All of lore.kernel.org
 help / color / mirror / Atom feed
From: Ram Pai <linuxram@us.ibm.com>
To: Andrew Morton <akpm@osdl.org>
Cc: alexeyk@mysql.com, nickpiggin@yahoo.com.au, peter@mysql.com,
	linux-kernel@vger.kernel.org, axboe@suse.de
Subject: Re: Random file I/O regressions in 2.6
Date: 11 May 2004 13:51:47 -0700	[thread overview]
Message-ID: <1084308706.25954.28.camel@localhost.localdomain> (raw)
In-Reply-To: <20040510160740.5db8c62c.akpm@osdl.org>

[-- Attachment #1: Type: text/plain, Size: 1634 bytes --]

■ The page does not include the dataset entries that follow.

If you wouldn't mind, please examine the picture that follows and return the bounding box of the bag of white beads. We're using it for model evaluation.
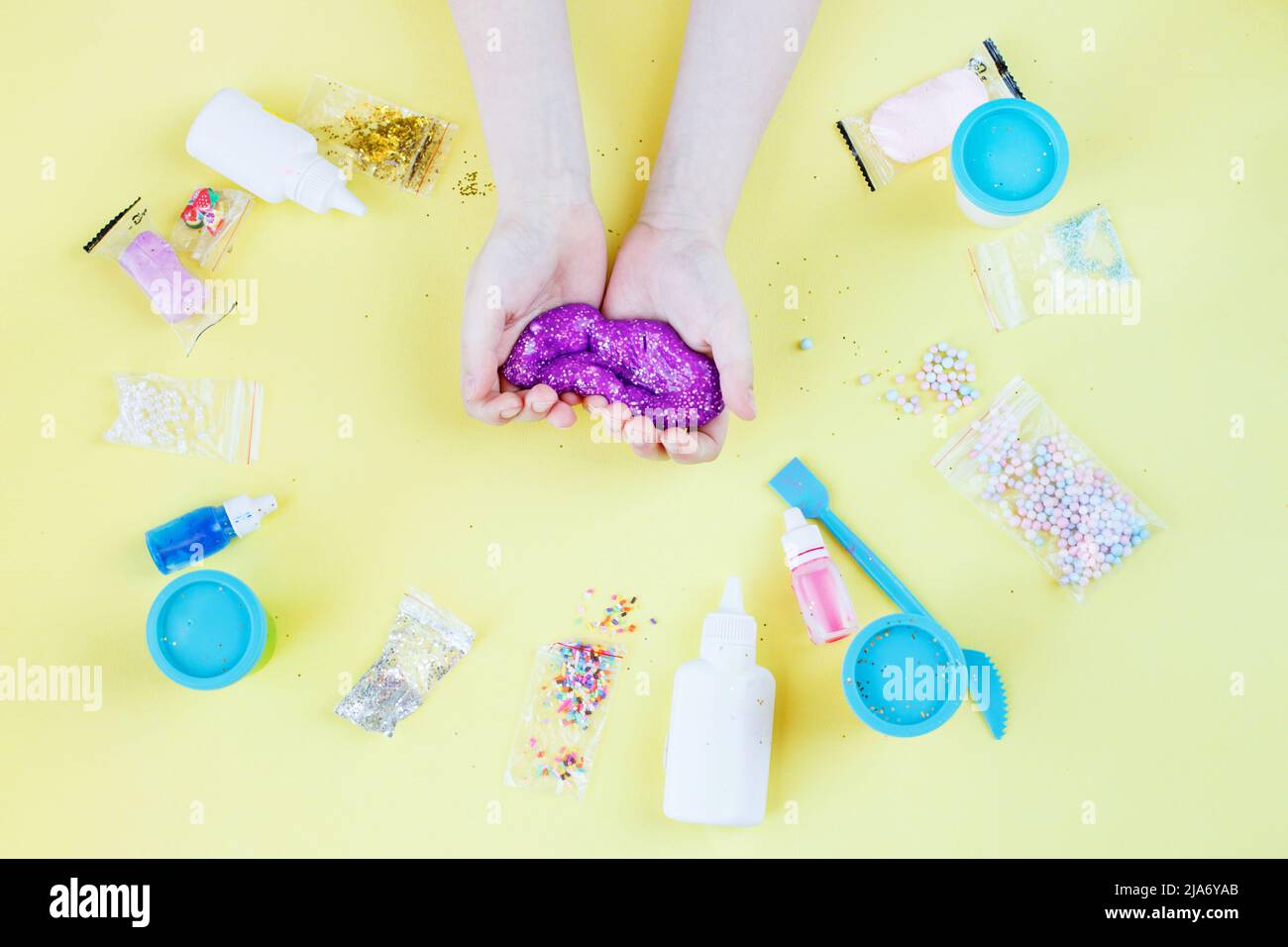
[836,40,1024,191]
[967,205,1140,333]
[931,377,1166,601]
[103,373,265,464]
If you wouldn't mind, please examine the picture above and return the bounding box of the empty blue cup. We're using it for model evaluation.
[147,570,268,690]
[952,99,1069,227]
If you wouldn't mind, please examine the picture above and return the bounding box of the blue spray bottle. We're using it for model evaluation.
[143,493,277,575]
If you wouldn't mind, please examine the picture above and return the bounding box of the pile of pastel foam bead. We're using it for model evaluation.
[859,342,980,415]
[917,342,980,415]
[970,421,1149,586]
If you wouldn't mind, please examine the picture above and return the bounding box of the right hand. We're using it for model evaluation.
[461,198,608,428]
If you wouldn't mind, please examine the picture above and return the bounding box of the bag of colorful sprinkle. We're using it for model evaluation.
[505,642,626,798]
[836,40,1024,191]
[969,206,1140,333]
[335,588,474,737]
[295,76,458,194]
[103,373,265,464]
[170,187,255,271]
[931,377,1164,601]
[82,197,237,355]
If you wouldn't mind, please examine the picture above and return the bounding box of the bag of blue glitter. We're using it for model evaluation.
[969,206,1140,333]
[505,640,626,798]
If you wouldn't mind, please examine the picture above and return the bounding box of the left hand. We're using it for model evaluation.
[585,218,756,464]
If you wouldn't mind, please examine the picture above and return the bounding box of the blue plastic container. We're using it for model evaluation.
[147,570,268,690]
[841,613,969,737]
[952,99,1069,227]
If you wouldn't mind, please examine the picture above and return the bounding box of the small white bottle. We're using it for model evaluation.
[662,576,774,826]
[184,89,368,217]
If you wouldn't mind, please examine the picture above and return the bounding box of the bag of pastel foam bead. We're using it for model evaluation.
[82,197,237,355]
[931,377,1164,601]
[969,206,1140,333]
[505,640,626,798]
[103,373,265,464]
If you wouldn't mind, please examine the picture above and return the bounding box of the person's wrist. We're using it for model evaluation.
[639,180,733,246]
[497,168,593,217]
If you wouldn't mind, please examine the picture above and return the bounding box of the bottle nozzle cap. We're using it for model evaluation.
[291,155,368,217]
[720,576,746,614]
[702,576,756,664]
[224,493,277,536]
[331,184,368,217]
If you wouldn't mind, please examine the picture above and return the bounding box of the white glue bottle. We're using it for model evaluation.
[662,576,774,826]
[184,89,368,217]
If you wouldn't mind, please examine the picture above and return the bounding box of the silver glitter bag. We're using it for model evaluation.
[335,587,474,737]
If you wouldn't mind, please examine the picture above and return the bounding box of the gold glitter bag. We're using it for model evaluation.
[295,76,458,194]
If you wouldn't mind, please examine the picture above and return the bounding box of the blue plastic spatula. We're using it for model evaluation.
[769,458,1008,740]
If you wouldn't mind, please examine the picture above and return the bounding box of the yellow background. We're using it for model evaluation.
[0,0,1288,858]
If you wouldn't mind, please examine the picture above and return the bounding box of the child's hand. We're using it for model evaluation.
[597,219,756,464]
[461,200,606,428]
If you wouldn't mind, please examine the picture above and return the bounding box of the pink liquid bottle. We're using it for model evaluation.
[783,506,858,644]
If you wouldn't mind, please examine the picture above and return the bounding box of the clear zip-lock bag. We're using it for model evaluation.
[170,187,255,271]
[931,377,1166,601]
[967,205,1140,333]
[295,76,458,194]
[505,640,626,798]
[103,373,265,464]
[836,40,1024,191]
[335,587,474,737]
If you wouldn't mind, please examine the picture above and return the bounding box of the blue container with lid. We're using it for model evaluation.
[147,570,268,690]
[952,99,1069,227]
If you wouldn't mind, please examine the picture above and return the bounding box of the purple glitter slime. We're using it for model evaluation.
[501,303,724,428]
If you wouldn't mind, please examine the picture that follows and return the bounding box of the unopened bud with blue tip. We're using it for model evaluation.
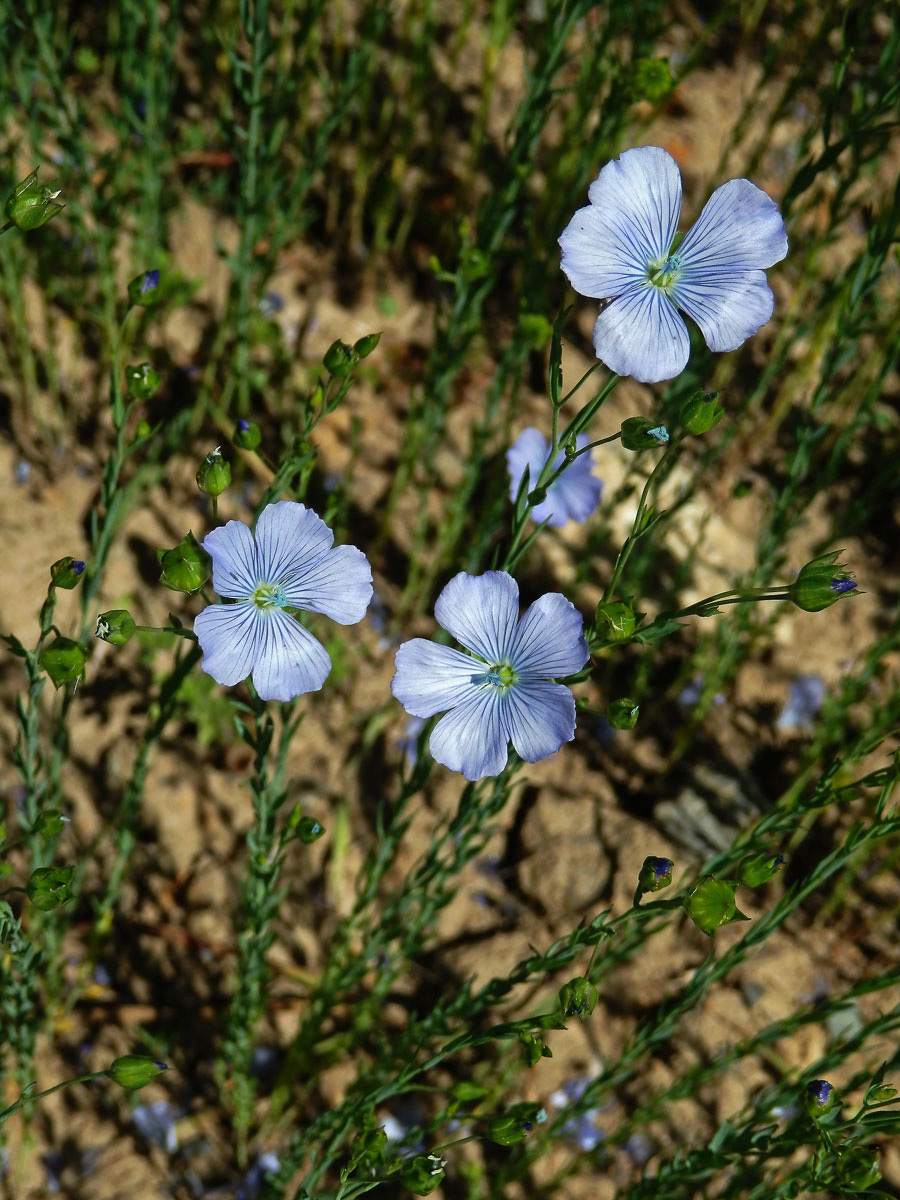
[128,269,161,308]
[637,854,674,895]
[232,416,263,450]
[803,1079,838,1121]
[50,554,84,592]
[787,550,857,612]
[197,446,232,497]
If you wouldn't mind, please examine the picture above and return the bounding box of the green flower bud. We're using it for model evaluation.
[684,875,750,937]
[50,554,84,592]
[622,416,668,450]
[4,167,65,233]
[128,270,162,308]
[296,817,325,846]
[836,1146,881,1192]
[679,390,725,434]
[594,600,637,642]
[606,696,641,730]
[559,976,600,1021]
[322,337,359,378]
[197,446,232,496]
[353,334,382,359]
[232,418,263,450]
[350,1126,388,1169]
[106,1054,169,1092]
[803,1079,838,1121]
[37,637,88,688]
[518,1030,553,1067]
[631,59,674,104]
[156,530,212,593]
[738,854,785,888]
[30,809,68,840]
[637,854,674,895]
[787,550,856,612]
[125,362,162,400]
[400,1154,446,1196]
[94,608,138,646]
[487,1100,547,1146]
[25,866,74,912]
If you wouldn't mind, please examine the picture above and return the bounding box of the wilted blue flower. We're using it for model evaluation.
[559,146,787,383]
[550,1076,606,1154]
[391,571,588,780]
[193,500,372,700]
[506,428,604,526]
[259,292,284,317]
[832,580,857,596]
[131,1100,178,1154]
[775,674,824,732]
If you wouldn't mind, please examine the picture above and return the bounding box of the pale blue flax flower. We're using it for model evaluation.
[391,571,588,780]
[559,146,787,383]
[193,500,372,700]
[506,428,604,527]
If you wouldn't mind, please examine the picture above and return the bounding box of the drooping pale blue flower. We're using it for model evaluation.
[193,500,372,700]
[559,146,787,383]
[775,674,826,733]
[506,428,604,527]
[391,571,588,780]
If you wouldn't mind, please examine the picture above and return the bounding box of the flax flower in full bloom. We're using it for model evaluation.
[391,571,588,780]
[193,500,372,700]
[506,428,604,528]
[559,146,787,383]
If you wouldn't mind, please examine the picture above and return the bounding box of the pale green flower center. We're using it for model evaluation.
[480,662,518,691]
[250,583,288,610]
[647,251,684,295]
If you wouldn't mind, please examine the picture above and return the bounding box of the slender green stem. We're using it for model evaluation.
[0,1070,107,1126]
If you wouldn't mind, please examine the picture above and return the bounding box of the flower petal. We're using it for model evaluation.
[203,521,259,597]
[391,637,484,716]
[512,592,590,690]
[505,682,575,762]
[434,571,518,662]
[257,500,335,584]
[672,270,775,353]
[428,688,509,781]
[253,604,331,700]
[559,146,682,300]
[594,286,690,383]
[193,600,260,688]
[678,179,787,275]
[283,542,372,625]
[506,428,550,504]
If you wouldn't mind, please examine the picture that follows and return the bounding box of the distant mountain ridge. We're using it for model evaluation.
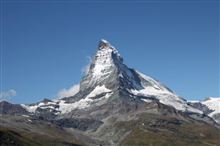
[0,39,220,146]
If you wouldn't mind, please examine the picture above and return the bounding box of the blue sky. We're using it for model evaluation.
[1,0,220,103]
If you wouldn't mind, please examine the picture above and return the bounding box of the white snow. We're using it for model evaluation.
[141,98,152,103]
[57,84,79,99]
[59,85,111,114]
[201,97,220,117]
[86,85,111,98]
[130,71,202,113]
[21,104,38,113]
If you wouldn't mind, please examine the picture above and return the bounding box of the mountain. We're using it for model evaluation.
[0,40,220,146]
[23,40,202,114]
[189,97,220,124]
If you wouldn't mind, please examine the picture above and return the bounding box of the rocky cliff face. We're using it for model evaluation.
[0,40,220,146]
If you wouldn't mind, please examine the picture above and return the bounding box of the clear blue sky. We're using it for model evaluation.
[1,0,220,103]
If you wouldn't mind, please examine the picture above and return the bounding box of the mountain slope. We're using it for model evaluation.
[23,40,202,114]
[1,40,220,146]
[189,97,220,124]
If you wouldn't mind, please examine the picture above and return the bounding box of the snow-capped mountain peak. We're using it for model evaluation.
[21,39,202,116]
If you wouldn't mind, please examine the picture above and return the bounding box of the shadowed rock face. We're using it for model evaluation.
[0,101,28,115]
[0,40,220,146]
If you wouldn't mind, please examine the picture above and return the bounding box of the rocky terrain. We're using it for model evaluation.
[0,40,220,146]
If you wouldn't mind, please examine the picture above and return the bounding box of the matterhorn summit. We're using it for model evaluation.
[22,39,202,115]
[0,39,220,146]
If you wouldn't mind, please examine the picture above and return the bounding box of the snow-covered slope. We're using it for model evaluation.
[189,97,220,123]
[201,97,220,116]
[22,39,202,114]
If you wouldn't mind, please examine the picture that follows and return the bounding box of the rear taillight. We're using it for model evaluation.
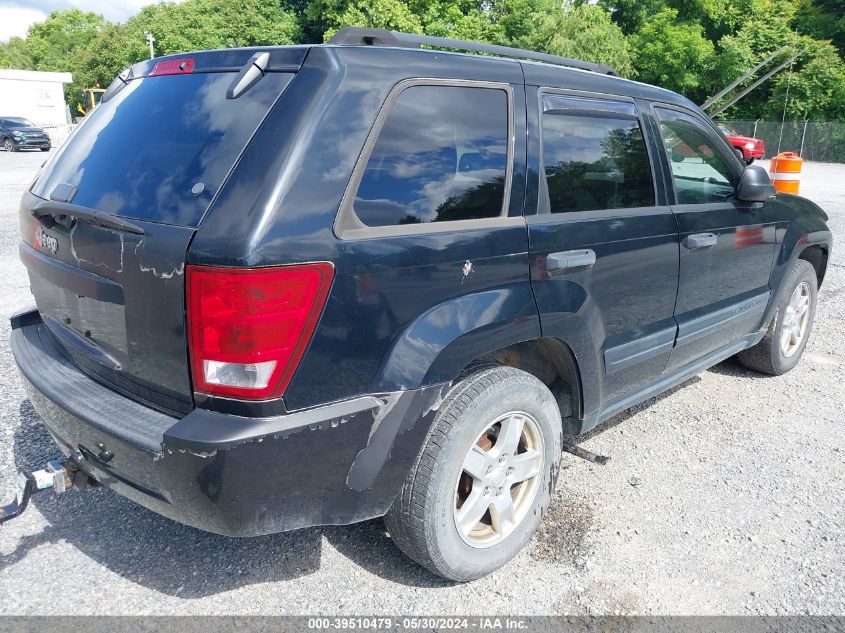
[187,263,334,400]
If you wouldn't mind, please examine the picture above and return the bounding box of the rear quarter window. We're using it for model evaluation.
[340,85,511,233]
[32,73,293,226]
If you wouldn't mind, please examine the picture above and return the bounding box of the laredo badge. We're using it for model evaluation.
[35,226,59,255]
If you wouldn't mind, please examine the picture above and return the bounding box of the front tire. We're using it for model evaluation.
[385,367,562,581]
[737,259,819,376]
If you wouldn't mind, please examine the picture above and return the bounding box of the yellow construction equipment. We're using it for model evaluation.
[76,86,106,116]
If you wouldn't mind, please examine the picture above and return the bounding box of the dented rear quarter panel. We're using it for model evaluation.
[188,47,540,410]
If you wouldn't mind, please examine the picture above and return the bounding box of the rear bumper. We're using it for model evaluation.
[11,312,444,536]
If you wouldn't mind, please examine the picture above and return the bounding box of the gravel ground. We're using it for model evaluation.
[0,153,845,615]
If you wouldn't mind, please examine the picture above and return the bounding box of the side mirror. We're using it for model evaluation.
[736,165,775,202]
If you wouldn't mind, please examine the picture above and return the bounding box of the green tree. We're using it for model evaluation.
[21,9,106,72]
[795,0,845,55]
[598,0,666,35]
[630,9,715,102]
[0,37,33,69]
[515,4,634,77]
[763,37,845,121]
[76,0,302,86]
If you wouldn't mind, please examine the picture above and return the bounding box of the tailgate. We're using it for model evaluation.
[20,200,194,413]
[20,48,305,413]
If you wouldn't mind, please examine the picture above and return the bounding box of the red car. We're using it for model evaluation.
[719,125,766,165]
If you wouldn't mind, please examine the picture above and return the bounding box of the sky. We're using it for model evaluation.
[0,0,182,42]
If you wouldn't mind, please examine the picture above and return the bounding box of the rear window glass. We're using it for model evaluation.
[354,86,509,226]
[543,95,654,213]
[33,73,293,226]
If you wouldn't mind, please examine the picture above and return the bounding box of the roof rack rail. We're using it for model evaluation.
[328,26,617,76]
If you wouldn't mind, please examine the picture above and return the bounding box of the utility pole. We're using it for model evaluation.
[144,32,155,59]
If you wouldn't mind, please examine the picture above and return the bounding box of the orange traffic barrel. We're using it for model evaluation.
[769,152,804,193]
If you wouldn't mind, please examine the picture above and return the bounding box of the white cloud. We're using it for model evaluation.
[0,3,47,42]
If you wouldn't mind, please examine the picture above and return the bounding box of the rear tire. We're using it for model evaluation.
[737,259,818,376]
[385,367,562,581]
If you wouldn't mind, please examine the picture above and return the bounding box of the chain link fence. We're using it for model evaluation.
[719,120,845,163]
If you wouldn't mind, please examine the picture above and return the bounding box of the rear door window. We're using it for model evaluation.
[543,95,655,213]
[32,73,293,226]
[353,85,510,227]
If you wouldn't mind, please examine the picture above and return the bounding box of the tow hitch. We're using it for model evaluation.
[0,455,99,523]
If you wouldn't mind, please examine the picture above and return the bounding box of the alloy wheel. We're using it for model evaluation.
[454,411,545,548]
[780,281,811,358]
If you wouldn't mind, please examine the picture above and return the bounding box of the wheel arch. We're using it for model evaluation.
[798,244,830,288]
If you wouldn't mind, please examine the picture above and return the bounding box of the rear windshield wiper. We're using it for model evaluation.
[32,200,144,235]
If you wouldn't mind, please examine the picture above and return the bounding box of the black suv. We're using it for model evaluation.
[12,29,831,580]
[0,116,52,152]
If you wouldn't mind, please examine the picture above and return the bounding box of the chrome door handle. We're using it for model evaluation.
[546,248,596,274]
[684,233,719,249]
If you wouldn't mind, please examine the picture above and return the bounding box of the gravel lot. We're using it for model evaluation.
[0,152,845,615]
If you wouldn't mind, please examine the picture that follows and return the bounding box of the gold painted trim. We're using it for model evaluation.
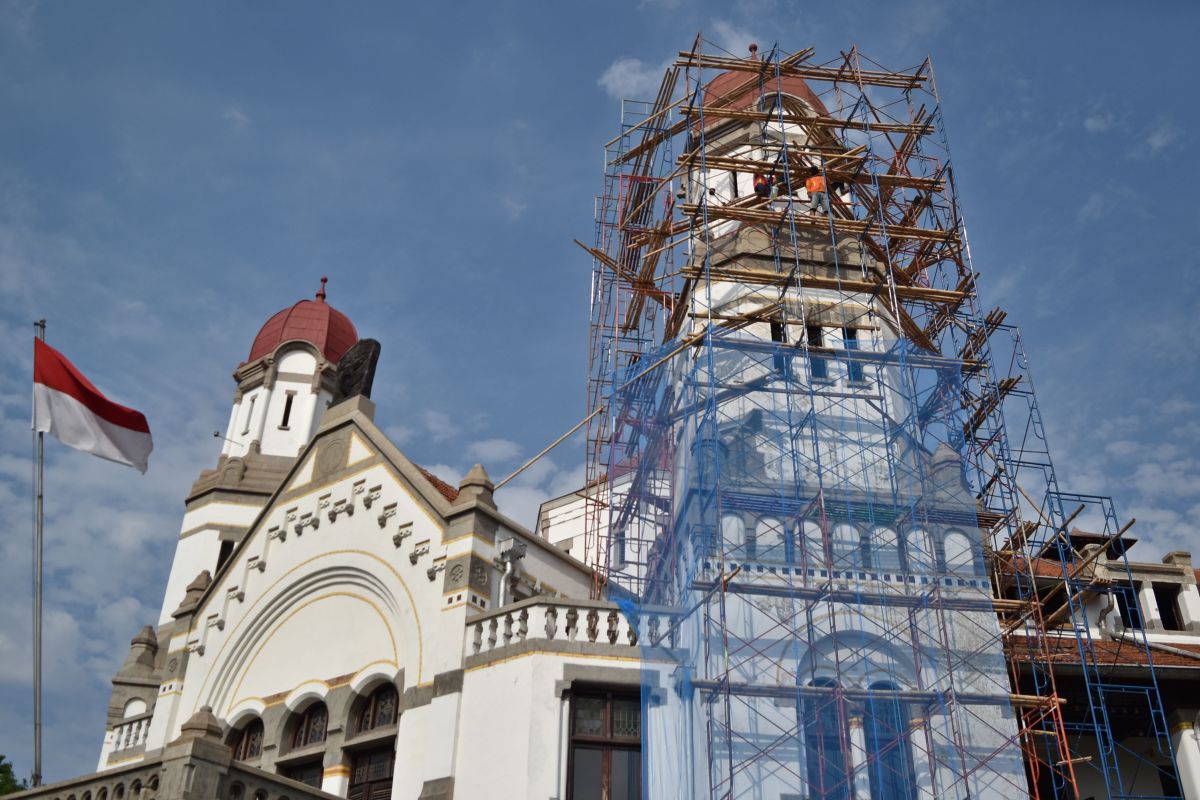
[226,591,400,717]
[187,549,425,697]
[463,650,642,672]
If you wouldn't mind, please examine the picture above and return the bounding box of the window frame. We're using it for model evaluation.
[352,681,400,736]
[288,700,329,752]
[565,686,644,800]
[233,717,266,762]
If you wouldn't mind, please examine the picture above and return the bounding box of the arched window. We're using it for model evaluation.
[904,528,937,575]
[830,522,863,570]
[802,678,851,800]
[800,519,826,566]
[721,513,754,557]
[754,517,796,561]
[868,528,900,572]
[863,682,917,800]
[292,700,329,750]
[233,717,263,762]
[942,530,974,575]
[354,684,400,733]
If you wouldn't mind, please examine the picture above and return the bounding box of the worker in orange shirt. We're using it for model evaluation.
[804,167,829,213]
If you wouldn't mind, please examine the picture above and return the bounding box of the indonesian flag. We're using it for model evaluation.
[34,338,154,473]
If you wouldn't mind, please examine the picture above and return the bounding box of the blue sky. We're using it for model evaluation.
[0,0,1200,780]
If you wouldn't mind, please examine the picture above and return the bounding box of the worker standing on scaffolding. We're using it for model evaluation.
[804,167,829,213]
[754,174,779,200]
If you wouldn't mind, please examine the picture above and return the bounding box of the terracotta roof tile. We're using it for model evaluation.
[414,464,458,503]
[1008,636,1200,669]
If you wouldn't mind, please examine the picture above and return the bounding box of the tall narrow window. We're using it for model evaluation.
[354,684,400,733]
[292,702,329,750]
[841,327,864,383]
[863,682,917,800]
[1112,583,1142,631]
[346,745,396,800]
[802,678,850,800]
[566,691,642,800]
[770,319,792,377]
[241,395,258,435]
[280,392,296,429]
[1153,583,1184,631]
[830,523,863,570]
[805,325,829,380]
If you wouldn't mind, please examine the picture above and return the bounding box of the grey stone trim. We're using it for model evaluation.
[418,776,454,800]
[433,669,463,697]
[554,664,659,697]
[400,686,433,711]
[463,639,641,669]
[276,453,384,504]
[401,669,463,711]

On Mon, 2004-05-10 at 16:07, Andrew Morton wrote:
> Ram Pai <linuxram@us.ibm.com> wrote:
> >
> > I am nervous about this change. You are totally getting rid of
> > lazy-readahead and that was the optimization which gave the best
> > possible boost in performance. 
> 
> Because it disabled the large readahead outside the area which the app is
> reading.  But it's still reading too much.

> > Let me see how this patch does with a DSS benchmark.
> 
> That was not a real patch.  More work is surely needed to get that right.
> 
> > In the normal large random workload this extra page would have
> > compesated for all the wasted readaheads.
> 
> I disagree that 64k is "normal"!
> 
> >  However in the case of
> > sysbench with Andrew's ra-copy patch the readahead calculation is not
> > happening quiet right. Is it worth trying to get a marginal gain 
> > with sysbench at the cost of getting a big hit on DSS benchmarks,
> > aio-tests,iozone and probably others. Or am I making an unsubstantiated
> > claim? I will get back with results.
> 
> It shouldn't hurt at all - the app does a seek, we perform the
> correctly-sized read.

Looks like you are right on all counts! I did some modifications to your
patch and did a preliminary run with my user-level simulator. With these
changes I am able to get rid of that extra page. Also code looks much
simpler and adapts well to sequential and random patterns.

However I have to run this under some benchmarks and see how it fares.
Its a pre-alpha level patch.

Can you take a quick look at the changes and see if you like it? I am
sure you won't consider these changes a hack ;)

RP

[-- Attachment #2: readahead_trim.patch --]
[-- Type: text/x-patch, Size: 3130 bytes --]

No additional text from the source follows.